En la matière, Smoby propose et, c’est bien connu, le consommateur dispose. À ce dernier de jouer le jeu et il le joue comme en témoignent les quelques 140 millions d’euros de chiffre d’affaires de Smoby en 2022, contre 127 millions un an plus tôt. Et ce pari commercial entraîne tout un territoire dans son sillage. À Arinthod, Smoby emploie un peu moins de 200 personnes sur son site de production. À l’échelle d’une commune de 1300 habitants, c’est beaucoup. D’autant que c’est sans compter sur tous les emplois indirects et les autres retombées périphériques.

Pour parvenir à un tel résultat, l’entreprise et les élus locaux se sont longuement concertés, et tous se sont d’ailleurs rencontrés mi-janvier avec le patron allemand de Simba-Dickie, le préfet de région, le président du Département, la députée de la circonscription, le président de la Communauté de communes Terre d’Emeraude et le maire Jean-Charles Grosdidier.

L’ordre du jour ? Déterminer comment chacun, à son niveau, peut et doit soutenir le projet industriel porté par Smoby. « Nous connaîtrons plus en détails le montage juridique d’ici une quinzaine de jours (soit début février 2023, Ndlr) et pourrons alors décider des répartitions des aides entre les différents interlocuteurs », explique Jean-Charles Grosdidier. Ces implications multiples, pour de tels enjeux, sont une nécessité évidente. « À l’échelle de la commune seule, avec nos deux millions d’euros de budget annuel, ce ne serait pas envisageable », précise l’édile, qui ne souhaite pas obérer ses autres investissements en cours, à commencer par un projet de construction d’une maison de santé.

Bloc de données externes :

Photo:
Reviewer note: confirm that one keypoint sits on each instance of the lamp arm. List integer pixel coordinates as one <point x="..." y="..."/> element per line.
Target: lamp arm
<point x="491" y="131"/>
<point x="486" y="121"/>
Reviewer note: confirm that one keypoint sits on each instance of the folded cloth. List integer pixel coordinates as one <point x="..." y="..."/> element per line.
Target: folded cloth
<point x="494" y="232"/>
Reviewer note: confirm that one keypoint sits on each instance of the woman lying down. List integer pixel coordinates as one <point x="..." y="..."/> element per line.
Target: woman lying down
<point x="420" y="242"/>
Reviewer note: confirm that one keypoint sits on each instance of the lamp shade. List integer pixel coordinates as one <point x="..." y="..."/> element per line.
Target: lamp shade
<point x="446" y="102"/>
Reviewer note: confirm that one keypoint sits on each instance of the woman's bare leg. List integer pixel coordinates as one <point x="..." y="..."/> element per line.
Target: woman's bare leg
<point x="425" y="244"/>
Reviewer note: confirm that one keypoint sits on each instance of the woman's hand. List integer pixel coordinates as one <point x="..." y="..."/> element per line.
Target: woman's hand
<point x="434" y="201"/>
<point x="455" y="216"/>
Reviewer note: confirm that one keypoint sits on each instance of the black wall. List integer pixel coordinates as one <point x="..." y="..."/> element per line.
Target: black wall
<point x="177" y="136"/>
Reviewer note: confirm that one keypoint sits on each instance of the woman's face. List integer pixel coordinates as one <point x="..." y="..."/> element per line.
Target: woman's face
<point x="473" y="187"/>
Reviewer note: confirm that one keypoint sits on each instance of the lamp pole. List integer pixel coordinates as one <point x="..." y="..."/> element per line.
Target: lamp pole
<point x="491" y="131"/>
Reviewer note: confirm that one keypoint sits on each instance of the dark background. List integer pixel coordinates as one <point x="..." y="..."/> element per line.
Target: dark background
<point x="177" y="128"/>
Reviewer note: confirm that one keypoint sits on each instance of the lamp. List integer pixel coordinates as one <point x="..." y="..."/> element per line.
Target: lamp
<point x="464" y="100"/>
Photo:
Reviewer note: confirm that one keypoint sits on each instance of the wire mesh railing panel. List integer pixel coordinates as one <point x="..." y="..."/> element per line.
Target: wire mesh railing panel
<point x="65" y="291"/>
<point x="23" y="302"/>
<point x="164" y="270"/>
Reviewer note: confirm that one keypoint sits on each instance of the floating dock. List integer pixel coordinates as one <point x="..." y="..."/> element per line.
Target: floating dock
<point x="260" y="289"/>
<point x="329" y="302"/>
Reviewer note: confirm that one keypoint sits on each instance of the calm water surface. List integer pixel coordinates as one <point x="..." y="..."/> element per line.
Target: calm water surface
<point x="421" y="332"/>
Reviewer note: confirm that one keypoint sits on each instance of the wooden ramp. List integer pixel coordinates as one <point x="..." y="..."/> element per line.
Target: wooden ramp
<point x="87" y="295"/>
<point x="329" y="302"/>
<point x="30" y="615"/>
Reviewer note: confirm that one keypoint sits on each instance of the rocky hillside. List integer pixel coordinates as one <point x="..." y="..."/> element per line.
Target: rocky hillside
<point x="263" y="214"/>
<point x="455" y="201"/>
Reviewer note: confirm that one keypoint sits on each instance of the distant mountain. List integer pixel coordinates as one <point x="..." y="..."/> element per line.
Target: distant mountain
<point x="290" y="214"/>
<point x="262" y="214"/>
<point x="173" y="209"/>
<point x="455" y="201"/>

Enclencher un cercle vertueux

Mais, pour autant, il entend bien être partie prenante, à sa mesure, car la présence de Smoby sur son territoire est un véritable game changer pour Arinthod. Le montant de la taxe foncière, qui tourne aujourd’hui entre 30 000 et 40 000 euros, grimpera mécaniquement. Et plus d’argent dans les caisses, c’est plus de facilités pour mener à bien des projets d’envergure. C’est alors tout un cercle vertueux qui s’enclenche, le projet de Smoby étant soutenu financièrement par des pouvoirs publics qui, en retour, en reçoivent des bénéfices directs et indirects.

« Notre territoire est très dynamique pour une petite ville de 1 300 habitants. Maternelle, école primaire, collège, piscine, médiathèque, pharmacie, dentiste, kiné, infirmier, médecin et j’en oublie, nous avons tout sur place et, c’est bien simple, nous n’avons plus une maison à vendre sur le territoire de la commune », se réjouit Jean-Charles Grosdidier. Toutes les zones rurales de France ne peuvent clairement pas en dire autant… Quant aux équipes de Smoby, elles en retirent la fierté d’un entrepreneur qui a su rester fidèle à ses racines. « Notre volonté, aussi, en investissant à Arinthod plutôt qu’ailleurs, est de rendre à cette région ce qu’elle nous a apporté », témoigne Bernard Russac.